Harriett worked on all five of Wallace’s campaigns for the 3rd District seat; he became one of the longest-running politicians in county history, and he was one of the most liberal.
“I was in love with him as a candidate,” Harriett said. “I thought, ‘My God, this is a free country if we can run candidates like that.’ With Bill, you could talk honestly.”
Harriett gave plenty of advice to her candidates, all of them men, and they ignored her at their peril. “They have no conception of what most people feel,” she told me. “I was usually right.” Harriett advised Wallace on how to dress, telling him, for example, that he had to wear a suit to meet the Queen of England on her visit to the Reagan Ranch in 1983. Wallace put on something garish from a thrift shop, and Harriett and the London press never got over it.
Harriett saw her share of defeats as well as victories. She did not support the winning campaign for Goleta cityhood in 2002. She favored including the whole valley in the new city; she thought it was foolish to leave out UCSB, Isla Vista, and what came to be known as Noleta, the unincorporated area east of Patterson Avenue and along north Patterson, where she lived.
Citizens for Goleta Valley sued to stop the Hyatt project, and lost: the hotel was built as the Bacara Resort & Spa. But the Goletans who dubbed it “the Bizzarra” won some big concessions — most notably, public access to the beach and $5 million for land preservation. As president of the Goleta Valley Land Trust for 13 years, Harriett oversaw the distribution of those funds, buying land for Girsh Park on Phelps Road, the biggest sports park in the city; Coronado Butterfly Preserve on Ellwood Mesa; San Marcos Foothills Preserve on Highway 154; and Gaviota State Park. The group also helped save Fairview Gardens Farm, an agricultural preserve that was hemmed in by housing tracts near the library.

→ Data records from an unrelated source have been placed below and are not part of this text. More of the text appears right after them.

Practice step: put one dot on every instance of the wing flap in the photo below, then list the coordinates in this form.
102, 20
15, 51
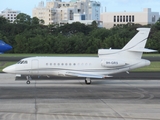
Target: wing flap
85, 75
143, 50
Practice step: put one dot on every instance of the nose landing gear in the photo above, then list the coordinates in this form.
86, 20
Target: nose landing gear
28, 79
88, 81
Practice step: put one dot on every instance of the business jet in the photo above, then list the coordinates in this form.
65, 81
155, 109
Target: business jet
108, 62
4, 47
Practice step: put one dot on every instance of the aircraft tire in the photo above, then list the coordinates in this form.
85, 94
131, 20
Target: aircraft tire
28, 82
88, 82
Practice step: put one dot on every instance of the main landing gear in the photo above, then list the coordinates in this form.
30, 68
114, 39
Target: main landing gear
88, 81
28, 79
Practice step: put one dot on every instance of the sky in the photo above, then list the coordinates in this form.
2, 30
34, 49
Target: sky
26, 6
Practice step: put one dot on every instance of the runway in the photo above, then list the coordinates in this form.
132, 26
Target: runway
110, 99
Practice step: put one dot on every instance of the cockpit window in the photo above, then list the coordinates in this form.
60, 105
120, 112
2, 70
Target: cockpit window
22, 62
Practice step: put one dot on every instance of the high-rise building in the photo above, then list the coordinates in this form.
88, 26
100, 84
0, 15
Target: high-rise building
57, 11
145, 17
9, 14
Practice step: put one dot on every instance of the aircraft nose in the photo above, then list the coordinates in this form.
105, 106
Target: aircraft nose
8, 47
9, 69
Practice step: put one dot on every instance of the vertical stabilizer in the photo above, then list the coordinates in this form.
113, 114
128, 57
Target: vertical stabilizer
139, 40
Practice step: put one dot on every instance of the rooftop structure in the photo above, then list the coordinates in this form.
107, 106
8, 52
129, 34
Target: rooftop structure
145, 17
57, 11
10, 14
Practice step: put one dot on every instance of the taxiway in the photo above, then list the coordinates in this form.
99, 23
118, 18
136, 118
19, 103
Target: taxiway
110, 99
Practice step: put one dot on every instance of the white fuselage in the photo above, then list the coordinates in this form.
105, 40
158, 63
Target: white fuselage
61, 66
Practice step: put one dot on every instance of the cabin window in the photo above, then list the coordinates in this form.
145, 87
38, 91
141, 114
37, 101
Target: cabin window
22, 62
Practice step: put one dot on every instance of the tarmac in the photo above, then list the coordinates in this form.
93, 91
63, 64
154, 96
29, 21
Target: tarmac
58, 99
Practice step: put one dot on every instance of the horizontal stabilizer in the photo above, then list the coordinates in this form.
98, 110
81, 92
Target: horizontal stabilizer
142, 50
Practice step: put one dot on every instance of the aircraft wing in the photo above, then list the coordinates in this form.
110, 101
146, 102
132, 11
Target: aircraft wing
85, 75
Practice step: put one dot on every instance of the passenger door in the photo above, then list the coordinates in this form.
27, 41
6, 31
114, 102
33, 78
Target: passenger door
35, 67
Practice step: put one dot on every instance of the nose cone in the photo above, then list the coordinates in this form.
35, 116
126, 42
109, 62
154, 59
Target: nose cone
9, 69
147, 62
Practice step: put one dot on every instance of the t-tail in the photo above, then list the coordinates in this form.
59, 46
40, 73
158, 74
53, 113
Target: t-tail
132, 50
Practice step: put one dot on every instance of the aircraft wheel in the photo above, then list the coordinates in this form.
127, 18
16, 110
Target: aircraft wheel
88, 81
28, 82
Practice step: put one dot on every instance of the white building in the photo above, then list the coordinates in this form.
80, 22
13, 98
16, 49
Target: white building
9, 14
145, 17
57, 11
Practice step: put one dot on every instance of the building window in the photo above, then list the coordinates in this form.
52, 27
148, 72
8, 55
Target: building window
114, 18
132, 18
117, 18
153, 18
129, 18
120, 18
126, 18
123, 18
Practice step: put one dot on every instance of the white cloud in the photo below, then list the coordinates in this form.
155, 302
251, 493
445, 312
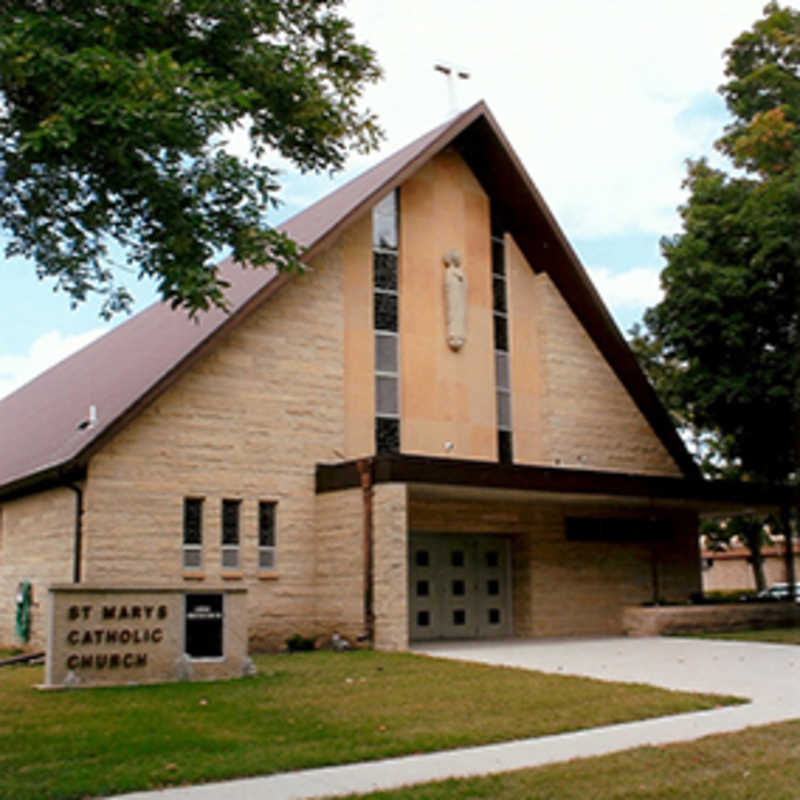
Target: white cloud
589, 93
633, 289
45, 351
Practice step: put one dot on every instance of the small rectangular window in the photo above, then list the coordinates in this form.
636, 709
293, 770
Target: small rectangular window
230, 533
387, 435
192, 533
266, 535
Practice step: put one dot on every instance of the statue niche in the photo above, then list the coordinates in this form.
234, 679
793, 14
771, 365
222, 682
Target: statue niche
455, 298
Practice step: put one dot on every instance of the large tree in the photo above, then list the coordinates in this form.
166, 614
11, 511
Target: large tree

“It was the most fun I ever had with somebody else’s money,” Harriett said.
In late 2006 and early 2007, Wendy McCaw, the multimillionaire News-Press owner, fired me and seven other reporters in the wake of our newsroom’s overwhelming vote to join the Teamsters. Harriett, then in her eighties, showed up for so many of our picket lines in her conspicuous white hairdo and oversized dark glasses that we had to cut her out of a couple of scenes in a video we were making about our cause. “Who is that woman?” the videographer asked.
In 2011, on the fifth anniversary of what is popularly known as the News-Press Mess, Harriett spontaneously took the mike at our rally in De la Guerra Plaza and belted out the Woody Guthrie classic, “Union Maid,” which ends, “Oh you can’t scare me, I’m stickin’ with the union ’til the day I die.”
It was true: nothing ever did scare her. Harriett had a light touch and an unshakeable spirit. She was for workers’ rights and a free press, and she believed in all of us besieged journalists. Many of her phone calls to Nick and me were simply to say, “Good job.” With Harriett, it was solidarity forever. I’ll miss my good friend and her encouraging words ’til the day I die.
Harriett is survived by her sons Stevan, of Seattle, Wash. and Seth, of Kalkaska, Mich.; five grandchildren and two great-grandchildren. Harriett’s husband, Bob, died in 20l1; their son, Bruce, died in 2001. A private memorial is planned for Harriett. Donations may be made to Amnesty International and the American Civil Liberties Union in her memory.